Фантастика 1977 - Владимир Щербаков 5 стр.


Я очнулся. Сон обрывался всегда не там, где нужно. Пели петухи, я понял, что уже скоро утро.

Я не увидел возмездия: как в ужасе убегали ливонцы, как, обманутые огнями, влетели в трясину, как отчаянно, «в пень» рубили их русские воины…

Тетя Проса, увидев меня на пороге, лукаво прищурилась.

— Опять сон расскажешь? Говори, говори…

Выслушав рассказ, хозяйка пытливо глянула на меня.

— А не сочиняешь ли ты часом?

Задумалась, негромко добавила: — О чем думаешь, то и снится. Наверно, ты наперво придумываешь сон, а потом смотришь его… Угадала?

Конечно, мои сны были просто грезами. Все началось еще в детстве. Шел второй год войны, стояла лютая и ветреная зима. Валенок у меня не было, в полях стреляли, мы с сестрой и братом совсем не выходили из дому. К нам тоже никто не приходил: дом стоял на отшибе, по крышу утонул в сугробах.

Читать я еще не умел, игрушек, кроме пулеметных гильз, у меня не было, по дому гулял холод, и почти все время я сидел на печи.

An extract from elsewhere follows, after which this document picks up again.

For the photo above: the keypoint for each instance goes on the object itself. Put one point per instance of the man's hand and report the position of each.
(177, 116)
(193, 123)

С печи немного увидишь, да и смотреть было не на что.

Я лежал на печке, на красной, как знамя, подушке, смотрел на неоклеенный потолок. Узоры древесины мне казались то лесом, то озером, то пашнями и холмами.

Когда надоедало смотреть, я начинал грезить: представлял, как партизаны возьмут меня с собой, дадут маузер в деревянной коробке и увезут с собою в санях — рядом с тяжелым пулеметом.

Часто я представлял лето, как я бегу по траве, врываюсь в лес, а в лесу — забытое орудие со щитом. Я заряжаю орудие, бью через озеро по немецким машинам.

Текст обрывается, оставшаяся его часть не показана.